Ekonom S&P Global Market Intelligence, Usamah Bhatti, mengungkapkan bahwa data survei bulan Juli kembali memperlihatkan lemahnya kondisi sektor manufaktur nasional. Menurutnya, penurunan output dan permintaan baru masih berlanjut, meski kontraksinya mulai mereda dibandingkan bulan Juni.

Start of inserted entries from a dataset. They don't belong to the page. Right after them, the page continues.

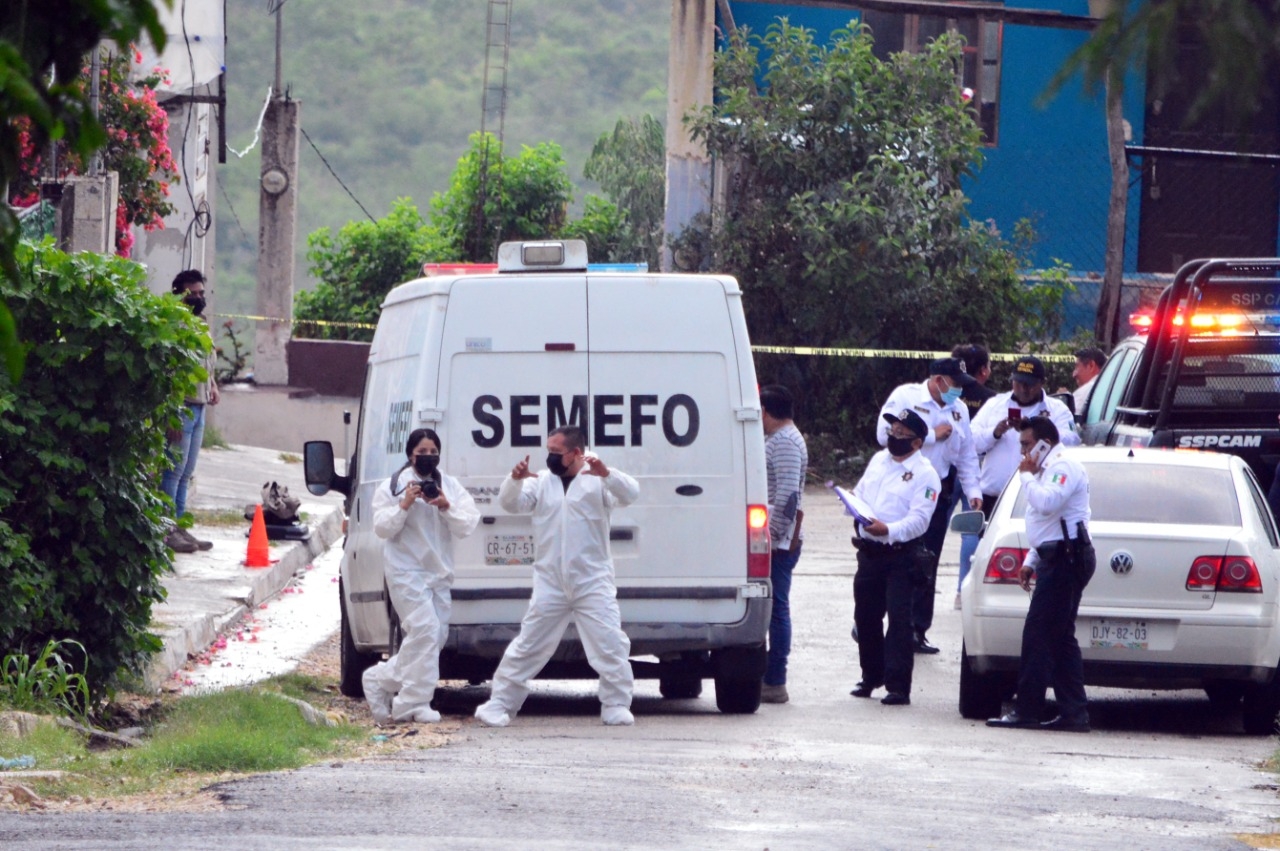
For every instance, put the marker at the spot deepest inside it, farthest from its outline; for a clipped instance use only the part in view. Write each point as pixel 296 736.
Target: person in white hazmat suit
pixel 572 576
pixel 417 512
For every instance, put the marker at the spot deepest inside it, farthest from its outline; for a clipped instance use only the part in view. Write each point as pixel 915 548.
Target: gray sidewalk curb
pixel 196 632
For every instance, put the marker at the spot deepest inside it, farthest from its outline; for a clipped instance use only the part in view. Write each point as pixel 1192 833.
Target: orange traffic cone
pixel 259 550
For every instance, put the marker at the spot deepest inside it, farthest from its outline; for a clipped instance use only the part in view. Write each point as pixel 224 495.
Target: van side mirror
pixel 968 522
pixel 319 472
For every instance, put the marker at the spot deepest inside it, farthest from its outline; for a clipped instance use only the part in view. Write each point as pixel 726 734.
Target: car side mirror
pixel 319 472
pixel 1068 399
pixel 968 522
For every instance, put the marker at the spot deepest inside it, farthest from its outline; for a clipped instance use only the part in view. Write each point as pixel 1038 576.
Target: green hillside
pixel 392 88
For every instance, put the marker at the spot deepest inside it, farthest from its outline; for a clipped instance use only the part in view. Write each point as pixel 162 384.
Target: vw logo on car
pixel 1121 563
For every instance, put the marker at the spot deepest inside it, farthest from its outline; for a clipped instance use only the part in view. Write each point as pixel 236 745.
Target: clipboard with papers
pixel 854 507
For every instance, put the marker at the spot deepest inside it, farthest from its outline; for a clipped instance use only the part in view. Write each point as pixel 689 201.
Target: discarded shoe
pixel 493 714
pixel 922 645
pixel 379 700
pixel 423 715
pixel 864 690
pixel 1065 726
pixel 179 543
pixel 1013 721
pixel 617 717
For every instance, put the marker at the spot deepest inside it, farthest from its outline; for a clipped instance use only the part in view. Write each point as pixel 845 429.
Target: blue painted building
pixel 1048 163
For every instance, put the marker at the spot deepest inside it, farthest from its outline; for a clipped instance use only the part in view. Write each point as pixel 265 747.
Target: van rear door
pixel 666 394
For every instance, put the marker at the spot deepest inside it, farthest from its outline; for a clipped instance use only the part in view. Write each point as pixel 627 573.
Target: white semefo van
pixel 657 369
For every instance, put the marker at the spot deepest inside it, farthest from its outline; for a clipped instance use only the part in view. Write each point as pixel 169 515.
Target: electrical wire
pixel 336 175
pixel 257 129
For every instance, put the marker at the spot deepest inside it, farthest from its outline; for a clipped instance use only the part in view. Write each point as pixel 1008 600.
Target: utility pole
pixel 278 214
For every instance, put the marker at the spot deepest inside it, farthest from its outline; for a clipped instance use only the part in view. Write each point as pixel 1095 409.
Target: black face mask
pixel 899 447
pixel 556 463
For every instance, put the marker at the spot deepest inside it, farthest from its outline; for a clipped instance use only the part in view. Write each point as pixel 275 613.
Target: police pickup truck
pixel 1202 371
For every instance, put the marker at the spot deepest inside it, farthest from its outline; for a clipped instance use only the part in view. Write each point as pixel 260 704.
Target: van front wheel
pixel 352 662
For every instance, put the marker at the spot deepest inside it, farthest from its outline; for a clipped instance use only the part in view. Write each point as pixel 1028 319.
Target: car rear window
pixel 1242 374
pixel 1157 494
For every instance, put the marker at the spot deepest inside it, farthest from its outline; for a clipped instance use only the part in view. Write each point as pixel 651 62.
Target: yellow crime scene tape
pixel 297 321
pixel 763 349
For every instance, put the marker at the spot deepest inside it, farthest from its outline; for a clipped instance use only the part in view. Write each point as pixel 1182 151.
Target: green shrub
pixel 48 683
pixel 82 447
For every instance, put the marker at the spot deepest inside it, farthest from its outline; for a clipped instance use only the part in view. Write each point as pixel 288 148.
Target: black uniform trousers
pixel 1051 657
pixel 924 589
pixel 883 585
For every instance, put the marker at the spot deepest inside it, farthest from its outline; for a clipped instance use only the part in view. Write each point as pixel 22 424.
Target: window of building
pixel 978 73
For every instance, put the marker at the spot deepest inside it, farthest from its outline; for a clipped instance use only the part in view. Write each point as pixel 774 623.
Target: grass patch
pixel 236 731
pixel 192 741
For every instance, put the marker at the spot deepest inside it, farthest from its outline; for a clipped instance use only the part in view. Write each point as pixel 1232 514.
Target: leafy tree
pixel 360 265
pixel 137 149
pixel 630 164
pixel 524 197
pixel 844 218
pixel 41 45
pixel 82 435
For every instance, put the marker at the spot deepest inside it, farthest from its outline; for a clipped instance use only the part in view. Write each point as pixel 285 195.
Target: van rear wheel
pixel 981 695
pixel 352 662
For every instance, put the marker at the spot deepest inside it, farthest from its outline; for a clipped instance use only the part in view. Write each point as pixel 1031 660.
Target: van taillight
pixel 758 541
pixel 1224 573
pixel 1004 566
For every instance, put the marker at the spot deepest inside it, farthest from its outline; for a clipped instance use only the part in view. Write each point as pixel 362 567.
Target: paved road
pixel 826 771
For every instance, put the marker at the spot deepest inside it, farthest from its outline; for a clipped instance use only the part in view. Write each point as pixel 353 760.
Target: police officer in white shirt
pixel 947 444
pixel 900 488
pixel 1061 559
pixel 995 429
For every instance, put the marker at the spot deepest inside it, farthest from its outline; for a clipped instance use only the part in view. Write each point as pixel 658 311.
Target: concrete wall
pixel 280 417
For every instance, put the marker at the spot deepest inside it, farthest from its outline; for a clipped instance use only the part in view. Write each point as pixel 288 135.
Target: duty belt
pixel 876 547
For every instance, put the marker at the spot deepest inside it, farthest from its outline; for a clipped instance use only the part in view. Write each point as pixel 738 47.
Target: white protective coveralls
pixel 417 562
pixel 572 579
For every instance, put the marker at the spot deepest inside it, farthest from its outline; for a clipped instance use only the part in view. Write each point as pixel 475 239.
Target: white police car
pixel 1185 595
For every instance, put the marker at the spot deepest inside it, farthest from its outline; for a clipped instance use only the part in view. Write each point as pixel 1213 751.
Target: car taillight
pixel 758 541
pixel 1004 566
pixel 1224 573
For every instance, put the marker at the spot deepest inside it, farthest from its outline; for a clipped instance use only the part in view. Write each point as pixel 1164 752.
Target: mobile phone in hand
pixel 1038 452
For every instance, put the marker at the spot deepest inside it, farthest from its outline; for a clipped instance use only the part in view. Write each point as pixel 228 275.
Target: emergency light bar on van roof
pixel 1220 323
pixel 435 270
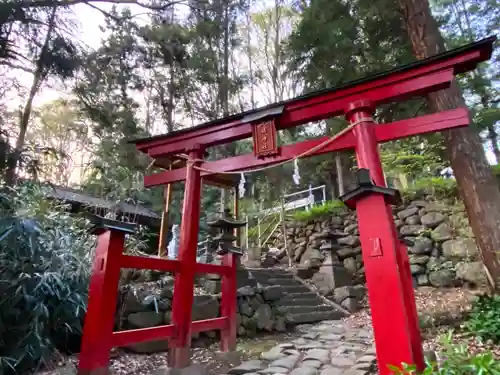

“Namun, pada saat yang sama, permintaan ekspor baru kembali menurun, sementara perusahaan sedang dalam mode retrenchment yang ditandai dengan penurunan karyawan dan pembelian,” jelas Usamah dalam keterangan resminya, Jumat (1/8/2025).
Tekanan inflasi biaya juga meningkat signifikan sejak awal semester kedua 2025. Produsen mencatat inflasi biaya tertinggi dalam empat bulan terakhir akibat kenaikan harga bahan baku dan fluktuasi nilai tukar. Kenaikan ini sebagian besar dibebankan kepada pelanggan, meski laju inflasi harga jual tergolong sedang.
“Kepercayaan diri menghadapi tahun mendatang berkurang tajam pada bulan Juli, dengan tingkat optimisme berada di tingkat terendah dalam survei. Perusahaan menyatakan kekhawatiran tentang tarif AS dan penurunan daya beli yang mungkin membatasi volume pada tahun mendatang,” tambah Usamah.
Baca Juga
PMI Manufaktur Mulai Bangkit, Dunia Usaha Tunggu Kepastian Regulasi Lanjutan
Aktivitas pembelian juga menurun secara moderat selama Juli, seiring melemahnya kebutuhan produksi. Hal ini mendorong upaya perusahaan untuk mengurangi persediaan, yang berdampak pada penurunan stok pembelian selama empat bulan berturut-turut.
Di sisi lain, terdapat tekanan tambahan terhadap rantai pasok. Waktu tunggu rata-rata pengiriman bahan baku kembali meningkat, untuk kedua kalinya dalam tiga bulan terakhir. Keterlambatan ini disebabkan oleh gangguan pasokan global, termasuk dampak konflik yang sedang berlangsung antara Iran dan Israel.
Sejak Desember 2019, tren kenaikan harga input terus dilaporkan oleh para produsen Indonesia dalam survei PMI, yang mencerminkan tantangan struktural dan global yang masih dihadapi industri manufaktur tanah air.